Alfred Bester
Completed 3/10/2018, reviewed 3/10/2018
4 stars
The only previous Bester I had read was The Demolished Man,
his Hugo winning novel. I liked it but
wasn’t thrilled. I much more enjoyed The
Stars My Destination. I felt the prose
was much better and the story overall was much more interesting. It’s strange because this book has been
called a proto-cyberpunk version of The Count of Monte Cristo, and I usually
don’t care for cyberpunk. Somehow, this
book grabbed me in the prologue and kept me glued to it to the end.
The plot is pretty complex.
The time is the future, where teleportation, or jaunting, is the main
means of travel. People can jaunte up to
1000 miles at a time. Space and time
jaunting has not yet been discovered. This
has disrupted the economy so badly that war has erupted between the Inner
Planets and the Outer Satellites.
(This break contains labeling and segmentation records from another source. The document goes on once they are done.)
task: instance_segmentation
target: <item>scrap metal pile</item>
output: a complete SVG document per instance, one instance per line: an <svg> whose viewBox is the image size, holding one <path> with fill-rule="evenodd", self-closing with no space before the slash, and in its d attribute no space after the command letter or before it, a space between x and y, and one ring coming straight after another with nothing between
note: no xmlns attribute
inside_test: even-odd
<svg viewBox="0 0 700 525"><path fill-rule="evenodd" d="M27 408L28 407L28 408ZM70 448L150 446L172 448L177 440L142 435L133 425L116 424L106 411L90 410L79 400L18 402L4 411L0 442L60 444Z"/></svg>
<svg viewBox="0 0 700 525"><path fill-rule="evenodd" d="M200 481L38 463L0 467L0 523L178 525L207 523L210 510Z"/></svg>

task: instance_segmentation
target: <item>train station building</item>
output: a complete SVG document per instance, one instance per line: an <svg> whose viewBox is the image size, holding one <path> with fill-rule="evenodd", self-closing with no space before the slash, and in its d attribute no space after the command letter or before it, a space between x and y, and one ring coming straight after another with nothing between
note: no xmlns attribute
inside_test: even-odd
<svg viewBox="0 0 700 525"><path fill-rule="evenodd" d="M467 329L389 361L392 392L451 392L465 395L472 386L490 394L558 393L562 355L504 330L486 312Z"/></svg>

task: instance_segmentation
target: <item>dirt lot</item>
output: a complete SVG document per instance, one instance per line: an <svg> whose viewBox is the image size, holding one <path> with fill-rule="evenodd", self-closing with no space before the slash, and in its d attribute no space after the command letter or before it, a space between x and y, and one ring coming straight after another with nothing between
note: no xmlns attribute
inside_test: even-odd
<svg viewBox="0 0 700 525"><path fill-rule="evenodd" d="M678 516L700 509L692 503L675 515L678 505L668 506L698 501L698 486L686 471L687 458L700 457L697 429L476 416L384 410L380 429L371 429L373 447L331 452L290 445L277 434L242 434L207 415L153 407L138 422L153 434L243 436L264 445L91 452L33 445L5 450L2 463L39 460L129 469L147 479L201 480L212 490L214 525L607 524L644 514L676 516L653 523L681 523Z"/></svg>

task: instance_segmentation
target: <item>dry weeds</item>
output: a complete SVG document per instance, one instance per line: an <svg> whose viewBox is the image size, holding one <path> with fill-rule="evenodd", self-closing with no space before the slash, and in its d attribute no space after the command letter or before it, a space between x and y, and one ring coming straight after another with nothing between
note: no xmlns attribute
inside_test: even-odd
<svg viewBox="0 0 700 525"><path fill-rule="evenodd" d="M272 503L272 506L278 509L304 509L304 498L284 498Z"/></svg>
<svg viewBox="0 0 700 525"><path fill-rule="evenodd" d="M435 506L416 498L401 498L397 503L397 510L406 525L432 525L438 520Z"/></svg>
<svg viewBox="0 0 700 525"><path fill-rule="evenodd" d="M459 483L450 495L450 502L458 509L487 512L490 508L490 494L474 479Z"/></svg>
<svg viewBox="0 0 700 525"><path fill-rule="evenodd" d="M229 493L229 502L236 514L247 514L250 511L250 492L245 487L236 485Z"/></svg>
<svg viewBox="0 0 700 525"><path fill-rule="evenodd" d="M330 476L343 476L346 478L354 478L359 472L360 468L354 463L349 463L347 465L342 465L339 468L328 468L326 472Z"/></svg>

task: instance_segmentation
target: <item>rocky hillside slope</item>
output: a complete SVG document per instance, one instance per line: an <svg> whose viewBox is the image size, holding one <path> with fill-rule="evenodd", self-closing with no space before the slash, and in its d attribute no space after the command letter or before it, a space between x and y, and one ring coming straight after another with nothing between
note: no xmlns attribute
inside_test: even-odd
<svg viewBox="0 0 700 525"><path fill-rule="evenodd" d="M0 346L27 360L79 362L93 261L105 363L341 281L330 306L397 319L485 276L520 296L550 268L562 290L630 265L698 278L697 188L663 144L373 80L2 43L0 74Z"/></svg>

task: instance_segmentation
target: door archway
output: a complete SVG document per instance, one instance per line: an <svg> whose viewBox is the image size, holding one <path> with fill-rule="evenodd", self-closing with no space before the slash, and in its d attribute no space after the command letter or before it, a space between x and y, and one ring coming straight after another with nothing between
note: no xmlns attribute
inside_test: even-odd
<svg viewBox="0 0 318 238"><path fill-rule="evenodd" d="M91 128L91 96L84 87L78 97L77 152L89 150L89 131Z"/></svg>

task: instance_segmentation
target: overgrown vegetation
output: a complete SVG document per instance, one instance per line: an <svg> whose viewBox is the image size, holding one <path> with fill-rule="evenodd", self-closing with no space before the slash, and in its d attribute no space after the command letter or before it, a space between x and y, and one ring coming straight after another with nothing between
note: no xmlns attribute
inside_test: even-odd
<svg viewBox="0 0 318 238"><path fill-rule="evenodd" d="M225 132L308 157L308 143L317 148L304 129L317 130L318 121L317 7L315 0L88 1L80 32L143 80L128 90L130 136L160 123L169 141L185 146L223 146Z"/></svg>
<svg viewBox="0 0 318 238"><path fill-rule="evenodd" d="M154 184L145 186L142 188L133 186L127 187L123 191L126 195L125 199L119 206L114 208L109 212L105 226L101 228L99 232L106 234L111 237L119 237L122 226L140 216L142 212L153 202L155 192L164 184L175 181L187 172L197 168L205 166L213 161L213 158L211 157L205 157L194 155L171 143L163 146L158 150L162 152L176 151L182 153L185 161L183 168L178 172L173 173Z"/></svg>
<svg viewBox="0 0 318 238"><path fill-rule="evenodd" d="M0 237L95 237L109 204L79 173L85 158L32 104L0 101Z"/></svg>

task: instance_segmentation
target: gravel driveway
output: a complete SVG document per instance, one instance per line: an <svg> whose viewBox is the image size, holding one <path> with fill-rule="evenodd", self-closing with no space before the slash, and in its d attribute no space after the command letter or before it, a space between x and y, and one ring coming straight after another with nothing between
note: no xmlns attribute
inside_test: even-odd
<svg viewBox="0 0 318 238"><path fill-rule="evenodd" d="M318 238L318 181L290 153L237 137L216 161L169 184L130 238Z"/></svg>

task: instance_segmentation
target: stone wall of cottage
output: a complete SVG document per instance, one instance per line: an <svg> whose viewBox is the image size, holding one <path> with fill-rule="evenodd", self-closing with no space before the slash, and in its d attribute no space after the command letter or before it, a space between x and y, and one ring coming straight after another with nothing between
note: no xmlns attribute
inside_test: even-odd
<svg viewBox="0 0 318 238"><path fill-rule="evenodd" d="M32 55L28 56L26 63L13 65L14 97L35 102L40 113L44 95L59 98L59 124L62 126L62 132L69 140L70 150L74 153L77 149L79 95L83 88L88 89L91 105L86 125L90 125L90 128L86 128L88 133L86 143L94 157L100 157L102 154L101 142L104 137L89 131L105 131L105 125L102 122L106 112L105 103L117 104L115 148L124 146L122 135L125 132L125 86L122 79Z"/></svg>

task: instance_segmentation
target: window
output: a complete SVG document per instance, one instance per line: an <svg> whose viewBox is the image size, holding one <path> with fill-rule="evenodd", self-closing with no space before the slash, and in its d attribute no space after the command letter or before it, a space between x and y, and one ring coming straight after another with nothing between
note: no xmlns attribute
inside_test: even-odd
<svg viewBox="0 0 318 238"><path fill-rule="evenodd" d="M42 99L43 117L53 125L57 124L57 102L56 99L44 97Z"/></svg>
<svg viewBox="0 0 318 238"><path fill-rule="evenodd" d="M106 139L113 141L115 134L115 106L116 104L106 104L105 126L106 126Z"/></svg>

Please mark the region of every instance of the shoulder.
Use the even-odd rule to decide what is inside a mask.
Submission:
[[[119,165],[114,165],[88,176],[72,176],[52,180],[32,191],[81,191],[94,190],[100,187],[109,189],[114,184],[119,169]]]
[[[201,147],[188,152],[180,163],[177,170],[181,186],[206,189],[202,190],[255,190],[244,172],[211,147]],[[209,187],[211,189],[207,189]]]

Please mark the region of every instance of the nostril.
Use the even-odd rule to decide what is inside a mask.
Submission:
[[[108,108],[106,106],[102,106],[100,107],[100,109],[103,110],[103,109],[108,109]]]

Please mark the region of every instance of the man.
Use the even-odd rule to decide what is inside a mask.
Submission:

It’s
in this time of the turbulence that Gulliver Foyle, low ranking gutter trash on
the spaceship Nomad, is marooned in space after what was probably an attack by
the Outer Satellites. An Inner Planets
ship, the Vorga, comes close enough to rescue him, but doesn’t. From then on, Gully Foyle develops a mad
obsession to destroy the Vorga.
In addition to this story line, it turns out that the Nomad
was carrying a secret cargo that has the potential for ending the war. There is also some secret about the Vorga
that people are dying over. Lastly,
Gully himself may have a secret that could be even more important than ending
the war.
Gully is an anti-hero, a protagonist that will rape,
torture, and murder to see his plan of vengeance succeed. He has such a one-track mind, that he cannot
be tortured into revealing what happened to the Nomad. Despite being so morally depraved, I really
liked Gully. I especially liked him when
he was speaking in gutter slang. I didn’t
like what he did, but his character develops as the plot moves along, and he
does get a sort-of redemption in the end.
While this book doesn’t pass the Bechdel test (I’m pretty
sure none of the female characters ever speak to each other), the female
characters are rather strong for a novel from the ‘50s. They all have or had some type of career, for
good or for bad, and all play a part in Gully’s redemption.
I find it interesting that Bester again plays with form like
he did in The Demolished Man. He uses
different patterns of text and strings of characters to get across a situation
where Gully’s senses become crossed. It’s
difficult to describe here. It has to be
read.
The prose is tremendous.
As I mentioned earlier, it really shines in the beginning until the plot
grips you and keeps you going to the end.
Different layers of the plot keep the story from devolving into a simple
adventure story, and the climax is very satisfying. I give this book four stars out of five.